Part 1: Mutation Story    Progeria

Hi there, my name is Paul, I am a gene in my host’s Tom’s body. However, I am not like any other gene. In fact, I am extremely special and rare. One in four million newborn babies in the world today would have me as their gene. In the beginning, I was just a gene a normal gene, known as lamin A which makes a protein necessary for holding nucleus of a cell together. But I had a defect, this defect made the cell I was in unstable, which leaded to my young host to rapidly age. When my host was first born, the effects weren’t at all that noticeable on the outside of him. As eighteen to twenty-four months passed, my hosts parents slowly started to notice that Tom was beginning to look abnormal. His facial appearance included prominent eyes, a thin nose with a beaked tip, thin lips, small chin, and protruding ears. Moreover, he also had thin hair and aged-looking skin, joint abnormalities, and a loss of fat under the skin. In other words, he was beginning to look like an old man.
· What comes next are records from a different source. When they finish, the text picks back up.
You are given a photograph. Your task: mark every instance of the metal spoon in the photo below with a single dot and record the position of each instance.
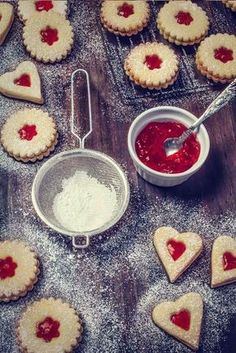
(173, 145)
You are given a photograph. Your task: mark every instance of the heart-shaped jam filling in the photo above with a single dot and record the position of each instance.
(181, 319)
(48, 329)
(184, 18)
(175, 248)
(43, 5)
(125, 10)
(153, 62)
(7, 267)
(49, 35)
(23, 80)
(229, 261)
(223, 54)
(27, 132)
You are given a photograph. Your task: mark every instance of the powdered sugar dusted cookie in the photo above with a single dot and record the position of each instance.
(19, 269)
(216, 57)
(182, 22)
(231, 4)
(152, 65)
(181, 319)
(29, 135)
(223, 261)
(48, 36)
(125, 17)
(27, 8)
(177, 251)
(23, 83)
(6, 19)
(49, 326)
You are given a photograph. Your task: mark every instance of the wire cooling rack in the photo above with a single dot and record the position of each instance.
(189, 80)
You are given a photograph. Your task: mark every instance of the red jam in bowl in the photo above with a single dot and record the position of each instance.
(149, 147)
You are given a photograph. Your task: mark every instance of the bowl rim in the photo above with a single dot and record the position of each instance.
(196, 166)
(50, 162)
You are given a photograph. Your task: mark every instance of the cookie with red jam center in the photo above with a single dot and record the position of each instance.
(152, 65)
(176, 251)
(216, 57)
(29, 135)
(182, 22)
(182, 318)
(125, 18)
(48, 324)
(19, 269)
(48, 36)
(27, 8)
(223, 261)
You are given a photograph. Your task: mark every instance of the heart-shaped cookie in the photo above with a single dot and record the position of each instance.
(223, 261)
(23, 83)
(181, 319)
(177, 251)
(6, 19)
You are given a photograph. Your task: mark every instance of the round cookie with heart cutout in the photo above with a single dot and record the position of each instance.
(49, 326)
(125, 18)
(216, 57)
(182, 318)
(177, 251)
(152, 65)
(223, 261)
(19, 269)
(182, 22)
(23, 83)
(29, 135)
(27, 8)
(6, 19)
(48, 36)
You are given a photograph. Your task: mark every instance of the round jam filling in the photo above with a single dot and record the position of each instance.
(125, 10)
(24, 80)
(181, 319)
(27, 132)
(48, 329)
(7, 267)
(43, 5)
(223, 54)
(153, 62)
(49, 35)
(149, 147)
(184, 18)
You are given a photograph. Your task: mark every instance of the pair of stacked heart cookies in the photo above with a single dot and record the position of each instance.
(46, 324)
(183, 317)
(177, 251)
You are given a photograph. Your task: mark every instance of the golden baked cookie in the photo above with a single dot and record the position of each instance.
(152, 65)
(6, 19)
(231, 4)
(182, 22)
(216, 57)
(177, 251)
(29, 135)
(22, 83)
(125, 17)
(223, 261)
(19, 269)
(181, 318)
(48, 36)
(49, 326)
(27, 8)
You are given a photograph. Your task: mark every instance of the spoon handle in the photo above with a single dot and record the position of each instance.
(221, 100)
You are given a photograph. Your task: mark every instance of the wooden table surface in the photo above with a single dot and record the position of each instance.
(213, 187)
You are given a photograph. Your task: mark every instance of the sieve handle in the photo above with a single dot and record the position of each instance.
(81, 139)
(81, 246)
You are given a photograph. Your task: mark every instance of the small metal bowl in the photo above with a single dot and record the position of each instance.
(166, 113)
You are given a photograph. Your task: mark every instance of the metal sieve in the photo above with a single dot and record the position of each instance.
(48, 180)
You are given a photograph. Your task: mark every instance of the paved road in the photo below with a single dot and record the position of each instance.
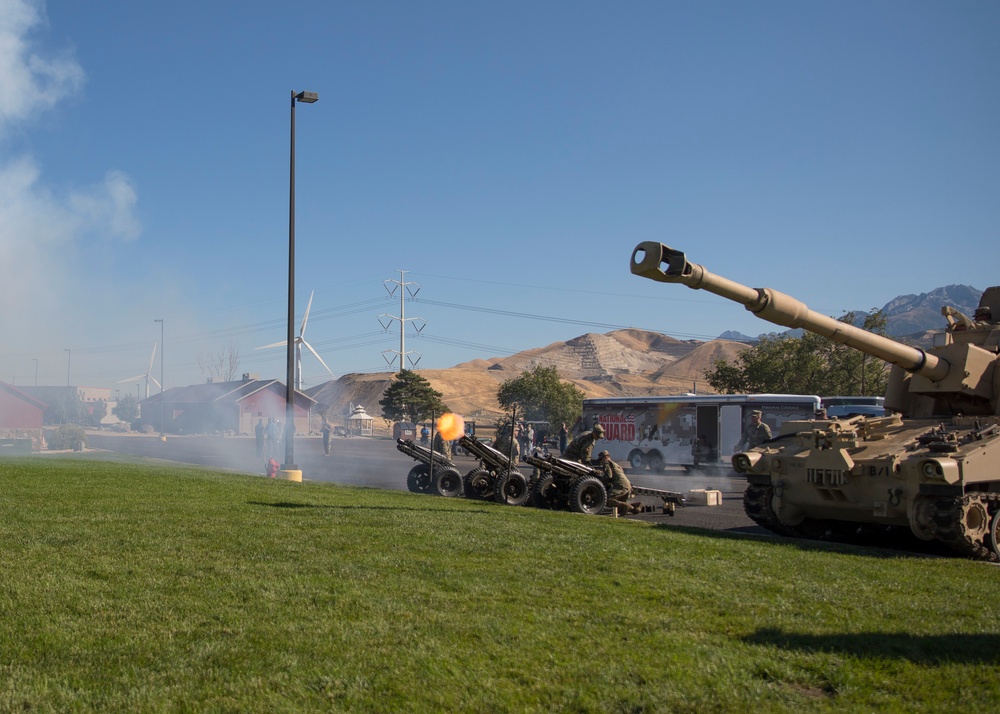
(377, 463)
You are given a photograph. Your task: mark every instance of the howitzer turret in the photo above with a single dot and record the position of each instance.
(934, 470)
(960, 376)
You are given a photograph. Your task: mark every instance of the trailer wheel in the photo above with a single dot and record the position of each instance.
(447, 482)
(546, 493)
(478, 484)
(419, 479)
(512, 488)
(588, 495)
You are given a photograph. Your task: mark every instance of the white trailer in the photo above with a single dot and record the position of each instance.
(691, 430)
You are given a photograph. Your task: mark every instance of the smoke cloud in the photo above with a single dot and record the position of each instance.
(44, 229)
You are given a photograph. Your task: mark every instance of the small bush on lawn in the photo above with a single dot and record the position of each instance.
(68, 436)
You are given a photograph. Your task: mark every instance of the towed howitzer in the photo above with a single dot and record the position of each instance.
(435, 473)
(932, 467)
(567, 484)
(496, 477)
(570, 483)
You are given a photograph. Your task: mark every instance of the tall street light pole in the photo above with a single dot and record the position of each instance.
(162, 427)
(290, 470)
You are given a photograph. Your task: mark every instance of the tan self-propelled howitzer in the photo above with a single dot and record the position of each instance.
(933, 467)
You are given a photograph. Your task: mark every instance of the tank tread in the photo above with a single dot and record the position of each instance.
(757, 505)
(963, 523)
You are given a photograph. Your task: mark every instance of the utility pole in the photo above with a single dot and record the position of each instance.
(404, 289)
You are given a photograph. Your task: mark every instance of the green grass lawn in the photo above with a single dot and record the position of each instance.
(150, 587)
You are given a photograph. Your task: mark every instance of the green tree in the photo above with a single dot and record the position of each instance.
(94, 412)
(410, 397)
(811, 364)
(127, 409)
(64, 407)
(540, 395)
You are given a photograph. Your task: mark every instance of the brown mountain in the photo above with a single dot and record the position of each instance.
(617, 364)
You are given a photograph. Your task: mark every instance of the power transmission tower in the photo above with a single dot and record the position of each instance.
(386, 320)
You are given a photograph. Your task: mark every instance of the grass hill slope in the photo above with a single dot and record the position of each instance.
(151, 587)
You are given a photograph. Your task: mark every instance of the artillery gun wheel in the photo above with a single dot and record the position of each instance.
(546, 493)
(588, 495)
(478, 484)
(419, 479)
(512, 488)
(447, 482)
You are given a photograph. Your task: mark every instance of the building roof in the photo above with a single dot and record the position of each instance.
(23, 396)
(223, 392)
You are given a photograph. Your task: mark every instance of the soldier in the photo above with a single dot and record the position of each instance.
(441, 446)
(582, 446)
(619, 488)
(325, 431)
(755, 433)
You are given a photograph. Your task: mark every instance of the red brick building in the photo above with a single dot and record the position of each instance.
(20, 417)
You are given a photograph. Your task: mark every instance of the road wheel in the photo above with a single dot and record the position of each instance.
(588, 495)
(546, 493)
(994, 537)
(447, 482)
(478, 484)
(512, 488)
(419, 479)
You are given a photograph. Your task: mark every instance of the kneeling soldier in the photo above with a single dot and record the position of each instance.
(619, 488)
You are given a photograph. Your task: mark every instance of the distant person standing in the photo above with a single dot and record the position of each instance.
(755, 433)
(325, 431)
(258, 432)
(271, 438)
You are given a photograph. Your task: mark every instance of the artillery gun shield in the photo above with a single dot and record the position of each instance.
(512, 488)
(419, 479)
(479, 484)
(588, 495)
(546, 493)
(447, 482)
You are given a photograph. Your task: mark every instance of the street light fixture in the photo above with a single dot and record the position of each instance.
(291, 471)
(162, 428)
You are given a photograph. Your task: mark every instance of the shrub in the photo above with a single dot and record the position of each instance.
(68, 436)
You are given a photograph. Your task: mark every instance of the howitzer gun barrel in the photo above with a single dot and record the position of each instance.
(422, 453)
(562, 467)
(485, 453)
(664, 264)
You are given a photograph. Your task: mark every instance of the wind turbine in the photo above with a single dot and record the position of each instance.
(299, 342)
(148, 375)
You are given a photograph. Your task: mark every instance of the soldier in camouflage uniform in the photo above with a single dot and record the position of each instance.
(755, 433)
(619, 488)
(441, 446)
(582, 446)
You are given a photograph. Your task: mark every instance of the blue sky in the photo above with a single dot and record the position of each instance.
(508, 156)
Immediately, he was taken to the hospital where the doctors found out that he had progeria or Hutchinson–Gilford progeria syndrome. When Tom reached fourteen, his health began to deteriorate drastically so he had to go to the hospital constantly for checkups and treatments.  Now how did his health worsen? I will explain. As a defective gene, I cause my host to experience severe hardening of the arteries which greatly increases the chances of having a heart attack or stroke at a young age. Unfortunately, this means that Tom didn’t get to play sports or eat whatever he wants like all the other kids. That year, Tom suffered many strokes and heart attacks and eventually died in a hospital. Almost all hosts of the defective lamin A gene die at an age of fourteen as there isn’t a cure for it presently. Despite the severity and rarity of me, I am not inheritable. So if even if Tom ever got to have kids, the chances of them hosting me again isn’t at all that great.